Studies Show 80% of Black Women Will Develop Uterine Fibroids

Studies Show 80% of Black Women Will Develop Uterine Fibroids

According to the National Institute of Environmental Health Sciences, 70% to 80% of Black women will develop benign uterine fibroid tumors by their late 40s.

While all women are at risk for developing uterine fibroids, Black women are disproportionately affected. One study shows Black women are three times more likely to develop them than white women and are more likely to need surgical treatment.

With symptoms including heavy menstrual bleeding, pelvic pain, and bulk symptoms related to the size or position of the fibroids, McLeod Health defines fibroids as “non-cancerous growths in the uterus” that maintains the most common pelvic tumor in women.” They are also a major indication for a hysterectomy.

Estimations have shown that 25% of African American women will suffer from fibroids by age 25.

Uterine fibroids
Young African-American woman feeling sad at home

“We also know that Black women tend to experience fibroids at a younger age and often more severely than their white counterparts,” McLeod OB/GYN Dr. Monica Ploetzke said, according to a blog.

Additionally, Black women are often underdiagnosed and under-treated regarding fibroids, and their fibroids tend to grow to larger sizes.
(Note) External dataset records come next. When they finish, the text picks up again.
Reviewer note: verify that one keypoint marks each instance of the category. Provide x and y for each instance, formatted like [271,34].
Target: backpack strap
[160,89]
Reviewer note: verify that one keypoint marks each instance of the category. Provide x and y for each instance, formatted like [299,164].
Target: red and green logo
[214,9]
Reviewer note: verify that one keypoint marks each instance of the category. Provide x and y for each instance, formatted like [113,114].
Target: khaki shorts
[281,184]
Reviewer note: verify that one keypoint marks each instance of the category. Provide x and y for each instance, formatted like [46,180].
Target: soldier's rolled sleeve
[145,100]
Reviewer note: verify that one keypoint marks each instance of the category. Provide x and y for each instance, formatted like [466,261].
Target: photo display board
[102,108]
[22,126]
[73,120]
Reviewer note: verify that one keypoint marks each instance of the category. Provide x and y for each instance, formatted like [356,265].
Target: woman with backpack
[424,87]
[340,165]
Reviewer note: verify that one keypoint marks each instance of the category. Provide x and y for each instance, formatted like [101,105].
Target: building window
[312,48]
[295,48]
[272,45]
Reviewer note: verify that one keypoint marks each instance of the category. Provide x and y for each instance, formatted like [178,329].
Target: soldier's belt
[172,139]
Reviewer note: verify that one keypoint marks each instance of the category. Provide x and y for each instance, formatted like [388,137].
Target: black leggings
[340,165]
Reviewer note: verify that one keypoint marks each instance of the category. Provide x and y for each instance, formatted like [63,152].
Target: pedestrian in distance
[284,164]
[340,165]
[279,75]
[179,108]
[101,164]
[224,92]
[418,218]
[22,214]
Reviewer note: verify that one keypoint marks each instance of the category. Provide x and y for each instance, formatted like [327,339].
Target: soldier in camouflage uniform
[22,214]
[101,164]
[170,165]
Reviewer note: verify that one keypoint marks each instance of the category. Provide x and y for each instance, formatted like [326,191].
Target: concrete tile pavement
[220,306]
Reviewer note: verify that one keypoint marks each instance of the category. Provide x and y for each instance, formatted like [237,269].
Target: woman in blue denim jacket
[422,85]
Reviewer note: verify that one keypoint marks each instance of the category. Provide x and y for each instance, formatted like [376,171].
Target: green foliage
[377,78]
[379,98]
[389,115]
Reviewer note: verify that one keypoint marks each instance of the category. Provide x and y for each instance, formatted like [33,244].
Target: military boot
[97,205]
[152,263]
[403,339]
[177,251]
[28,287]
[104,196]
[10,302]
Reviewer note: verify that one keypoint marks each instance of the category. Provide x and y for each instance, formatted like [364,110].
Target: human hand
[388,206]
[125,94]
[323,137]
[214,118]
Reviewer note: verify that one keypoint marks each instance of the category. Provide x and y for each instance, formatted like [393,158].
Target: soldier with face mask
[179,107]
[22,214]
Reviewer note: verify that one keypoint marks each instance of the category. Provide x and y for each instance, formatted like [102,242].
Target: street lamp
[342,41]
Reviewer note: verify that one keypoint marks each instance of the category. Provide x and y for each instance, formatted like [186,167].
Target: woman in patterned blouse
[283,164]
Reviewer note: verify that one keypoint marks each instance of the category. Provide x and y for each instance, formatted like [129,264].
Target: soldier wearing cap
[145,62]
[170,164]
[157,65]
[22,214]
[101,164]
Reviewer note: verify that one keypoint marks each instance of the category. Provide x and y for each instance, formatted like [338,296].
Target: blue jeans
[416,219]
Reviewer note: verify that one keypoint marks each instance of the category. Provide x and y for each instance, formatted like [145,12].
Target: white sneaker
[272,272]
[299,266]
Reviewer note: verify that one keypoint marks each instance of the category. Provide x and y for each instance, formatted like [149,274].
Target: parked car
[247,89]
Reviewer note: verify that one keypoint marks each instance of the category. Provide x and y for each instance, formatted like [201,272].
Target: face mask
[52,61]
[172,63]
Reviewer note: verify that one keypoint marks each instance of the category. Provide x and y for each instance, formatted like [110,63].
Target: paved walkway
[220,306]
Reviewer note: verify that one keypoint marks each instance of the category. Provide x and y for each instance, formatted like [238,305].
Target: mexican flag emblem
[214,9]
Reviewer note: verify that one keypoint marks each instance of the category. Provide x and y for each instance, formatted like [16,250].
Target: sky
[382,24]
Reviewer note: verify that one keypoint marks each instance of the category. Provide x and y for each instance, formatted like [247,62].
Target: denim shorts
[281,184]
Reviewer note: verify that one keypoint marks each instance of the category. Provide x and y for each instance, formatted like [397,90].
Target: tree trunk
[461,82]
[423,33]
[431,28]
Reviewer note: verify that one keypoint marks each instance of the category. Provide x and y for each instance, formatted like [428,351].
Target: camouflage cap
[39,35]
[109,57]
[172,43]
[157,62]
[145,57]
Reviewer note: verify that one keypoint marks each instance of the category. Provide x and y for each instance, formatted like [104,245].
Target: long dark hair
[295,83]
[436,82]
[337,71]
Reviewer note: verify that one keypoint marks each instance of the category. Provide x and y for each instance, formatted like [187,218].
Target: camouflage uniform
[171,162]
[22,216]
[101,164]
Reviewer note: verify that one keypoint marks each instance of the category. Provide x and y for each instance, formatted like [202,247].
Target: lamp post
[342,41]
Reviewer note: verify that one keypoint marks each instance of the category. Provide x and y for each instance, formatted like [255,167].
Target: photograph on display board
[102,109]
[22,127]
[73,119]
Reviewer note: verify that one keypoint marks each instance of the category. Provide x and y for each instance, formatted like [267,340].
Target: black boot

Dr. Eric Hardee, a co-founder of Houston Fibroids, specializes in a non-invasive procedure called Uterine Fibroid Embolization (UFE) to help Black women avoid a more strenuous recovery. He previously spoke with BLACK ENTERPRISE about the many factors that affect the likelihood of Black women developing uterine fibroids.

“Black women are more likely to have symptomatic fibroids. They are also more likely to have a greater number of fibroids and also have larger fibroids with more severe symptoms,” Dr. Hardee explained.

He added: “There is a genetic predisposition as well. A recent study found that a genetic marker associated with the development of fibroids was 2.5 times more common in Black women.”

Studies have found several other elements linked to the alarming disparity, including greater overall lifetime stress, elevated lifetime exposure to estrogen, diet, history of abuse, Vitamin D deficiency, and frequent use of hair relaxers. Though no cause has been identified, controlling the elements highlighted above is recommended if you can.